First, compile the code and generate the run script:

$ ./compile

Then run:

$ target/start dhg.ccg.run.Parse2015Run [options]

Options

  • --model: The model to use. Options: (no default)
    • pcfg: for the pcfg model (see AAAI-2015 paper)
    • scg: for the supertag-context model (see CoNLL-2015 paper)
  • --learning: The learning algorithm to use to train the model. Options: {mcmc}. Default: mcmc.
  • --additional-rules: Additional CCG rules to be allowed by the parser (comma-separated). Example: FC,BX,FC2,BX2. Default x (meaning no additional rules).
  • --lang: The language of the CCGBank to use. Options: {en, ch, it}. Default: en.
  • --max-sent-len: The maximum sentence length allowed (filter all sentence longer than this). Options: an integer or all for no limit. Default: all.
  • --td-tok: The maximum number of tokens to be read when building the tag dictionary. Options: an integer (following an integer with k will expand to 000; e.g. 10k becomes 10000) or all for no limit. Default: all.
  • --train-sent: The maximum number of sentences to be used for training. Options: an integer or all for no limit. Default: all.
  • --test-sent: The maximum number of sentences to be used for testing. Options: an integer or all for no limit. Default: all.
  • --sampling-iterations: The number of MCMC sampling iterations to run. Default: 500.
  • --burnin-iterations: The number of MCMC burn-in iterations to run. Default: 0.
  • --alpha-root: See paper for details. Default: 1.0.
  • --alpha-biny: See paper for details. Default: 100.0.
  • --alpha-unry: See paper for details. Default: 100.0.
  • --alpha-term: See paper for details. Default: 10000.0.
  • --alpha-prod: See paper for details. Default: 100.0.
  • --alpha-cntx: See paper for details. Only relevant for --model scg. Default: 1000.0.
  • --root-init: Root parameter initializer.
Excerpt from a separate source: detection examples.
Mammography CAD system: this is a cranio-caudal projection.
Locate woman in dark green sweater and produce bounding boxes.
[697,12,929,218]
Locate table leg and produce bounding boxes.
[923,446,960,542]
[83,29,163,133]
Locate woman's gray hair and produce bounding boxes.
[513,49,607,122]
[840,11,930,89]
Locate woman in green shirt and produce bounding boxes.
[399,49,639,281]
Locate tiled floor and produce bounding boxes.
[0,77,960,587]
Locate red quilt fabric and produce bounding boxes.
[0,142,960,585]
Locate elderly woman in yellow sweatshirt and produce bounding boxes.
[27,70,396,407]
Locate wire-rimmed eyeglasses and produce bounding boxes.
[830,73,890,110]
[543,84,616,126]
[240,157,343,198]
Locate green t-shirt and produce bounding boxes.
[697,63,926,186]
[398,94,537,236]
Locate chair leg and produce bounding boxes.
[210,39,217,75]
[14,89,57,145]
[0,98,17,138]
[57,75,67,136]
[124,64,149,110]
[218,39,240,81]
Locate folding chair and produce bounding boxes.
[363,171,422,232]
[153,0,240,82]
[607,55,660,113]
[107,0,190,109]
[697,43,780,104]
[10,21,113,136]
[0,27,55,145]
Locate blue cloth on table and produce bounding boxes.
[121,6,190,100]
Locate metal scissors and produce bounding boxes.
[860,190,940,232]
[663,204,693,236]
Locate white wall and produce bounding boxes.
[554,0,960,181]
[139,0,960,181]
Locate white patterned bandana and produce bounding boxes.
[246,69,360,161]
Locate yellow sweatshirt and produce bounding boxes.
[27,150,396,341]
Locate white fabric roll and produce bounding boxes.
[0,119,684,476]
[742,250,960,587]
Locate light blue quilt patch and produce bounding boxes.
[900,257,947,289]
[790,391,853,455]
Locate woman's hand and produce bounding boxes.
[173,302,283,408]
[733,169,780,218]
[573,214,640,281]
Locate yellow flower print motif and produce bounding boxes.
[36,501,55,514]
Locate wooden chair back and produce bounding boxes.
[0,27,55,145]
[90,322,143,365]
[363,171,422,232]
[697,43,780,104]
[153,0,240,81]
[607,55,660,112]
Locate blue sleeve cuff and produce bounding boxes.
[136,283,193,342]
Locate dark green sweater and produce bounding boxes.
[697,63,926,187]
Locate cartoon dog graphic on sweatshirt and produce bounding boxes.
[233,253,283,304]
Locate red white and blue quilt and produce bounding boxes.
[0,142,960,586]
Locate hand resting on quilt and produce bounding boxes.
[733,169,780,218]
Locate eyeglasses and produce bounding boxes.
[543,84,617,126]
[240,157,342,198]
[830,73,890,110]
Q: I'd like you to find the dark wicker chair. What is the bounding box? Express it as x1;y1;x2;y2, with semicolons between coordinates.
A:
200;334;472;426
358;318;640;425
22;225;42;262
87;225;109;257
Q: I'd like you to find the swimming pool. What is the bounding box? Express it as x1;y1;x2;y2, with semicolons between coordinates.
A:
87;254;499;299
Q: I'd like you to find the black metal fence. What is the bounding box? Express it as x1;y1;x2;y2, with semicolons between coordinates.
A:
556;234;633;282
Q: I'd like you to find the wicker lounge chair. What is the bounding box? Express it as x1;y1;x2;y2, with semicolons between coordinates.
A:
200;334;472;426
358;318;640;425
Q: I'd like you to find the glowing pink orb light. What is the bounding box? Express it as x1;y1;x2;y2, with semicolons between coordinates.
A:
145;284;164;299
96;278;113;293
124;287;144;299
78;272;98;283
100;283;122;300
Options:
    • uniform
    • catprior: use the grammar-defined category prior.
    • tdecatprior: use the grammar-defined category prior, with atomic category probabilities estimated using the tag dictionary and raw data. DEFAULT.
  • --nt-prod-init: Nonterminal production parameter initializer (for both binary and unary). Options:
    • uniform.
    • catprior: use the grammar-defined category prior.
    • tdecatprior: use the grammar-defined category prior, with atomic category probabilities estimated using the tag dictionary and raw data. DEFAULT.
  • --term-prod-init: Terminal production parameter initializer (for both binary and unary). Options:
    • uniform.
    • tdentry: Use the tag dictionary and raw data to estimate terminal (word) probabilities for each supertag. DEFAULT.
  • --tr-init: Context production parameter initializer (for both left and right contexts). Only relevant for --model scg. Options:
    • uniform,
    • tdentry (use the tag dictionary and raw data to estimate transition probabilities),
    • combine-uniform (use CCG supertag combinability mixed with uniform),
    • combine-tdentry (use CCG supertag combinability mixed with tdentry). DEFAULT.
  • --pterm: See paper for details. Default: 0.7.
  • --pmod: See paper for details. Default: 0.1.
  • --pfwd: See paper for details. Default: 0.5.
  • --comb-tr-mass: Amount of probability mass devoted to "combinable" contexts (called sigma (σ) in the CoNLL-2015 paper). Only relevant for --model scg. Default: 0.85.
  • --td-cutoff: Exclude tag dictionary entries that occur with less than this proportion in the TD-training corpus. Default: 0.0.
  • --max-accept-tries: Number of samples drawn for each sentence in each iteration. Only relevant for --model scg. Default: 1.
  • --output-file: A file where the parsed trees of the test sentences should be written. Default: do not write out trees.
  • --train-termdel: Allow terminal deletion from a training sentence when a parse is not found. Choices {false,true}. Default: false.
  • --test-termdel: Allow terminal deletion from a test sentence when a parse is not found. Choices {false,true}. Default: false.
  • --max-train-tok: The maximum number of tokens to be read for the training data. Options: an integer (following an integer with k will expand to 000; e.g. 10k becomes 10000) or all for no limit. Default: all.
  • --mcmc-output-count-file: File where additional data should be written. Default: do not write out this information.